The installation of Summit appears to be proceeding at a steady pace. All of the cabinets are installed, and most of the interconnects are now wired. NVIDIA has been shipping the V100 GPUs for awhile now, so there shouldn’t be any holdup on the accelerator side. And even though IBM hasn’t officially launched the Power9 processors, the company expects they will be in production before the end of the year.
But this is the first time this Power9/V100 platform will be assembled, so it’s going to be a somewhat protected installation. According to Buddy Bland, project director at the Oak Ridge Leadership Computing Facility, they expect the compute nodes to start arriving in late fall, but he doesn’t think all of the hardware will be onsite until February or March of next year, with formal acceptance scheduled for late summer, 2018. Though the timeline seems unusually long, Bland maintains that this is pretty much in line with other large system installations.
“It takes a long time to install and test 4600 nodes,” explained Bland. “Once the hardware can get through the diagnostic tests, then we have to start testing the system software and scaling that out to the size of the system. Again, there isn’t any other place to test this, so there will be several months of testing and debugging the software before the system will be ready to run the acceptance test.”

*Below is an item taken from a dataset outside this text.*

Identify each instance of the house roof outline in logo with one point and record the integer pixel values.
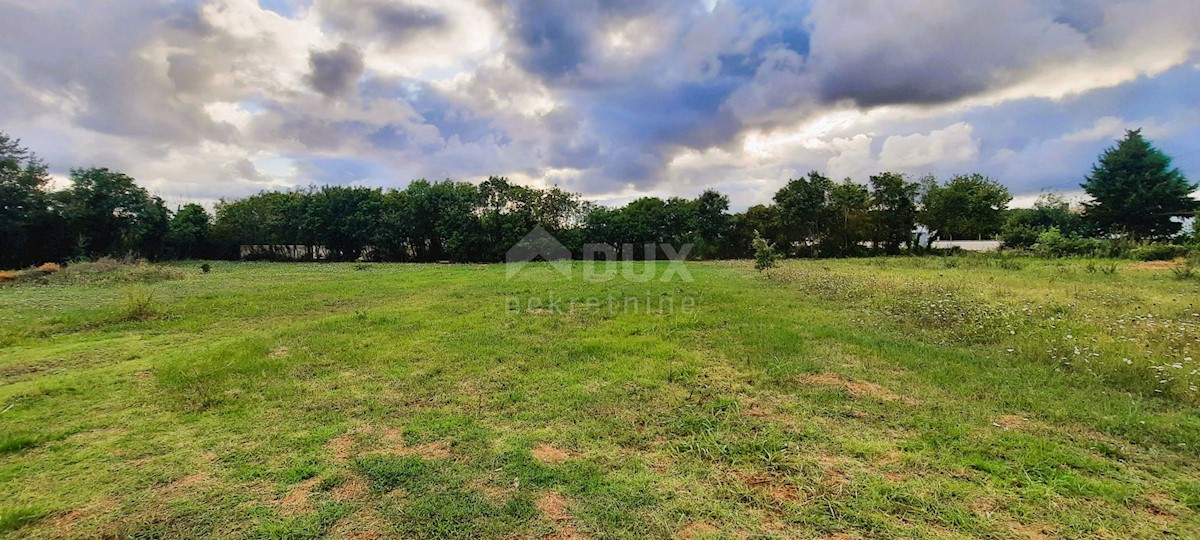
(538, 244)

When all of the dust settles, ORNL and its users will have at their disposal a truly unique machine, which Zacharia believes will advance scientific discovery for years to come. “Oak Ridge National Laboratory today is in a tremendously enviable position,” he noted. “We have signature strengths in materials, in neutrons, in computing, nuclear science and engineering. And we can apply that and the tremendous talent that we have to solve challenging problems in energy, in national security, in manufacturing, and in grid cyber security. So our opportunity is to put it all together and challenge ourselves to take the next step and be that premiere research institution in the world. That, in and of itself, is exciting.”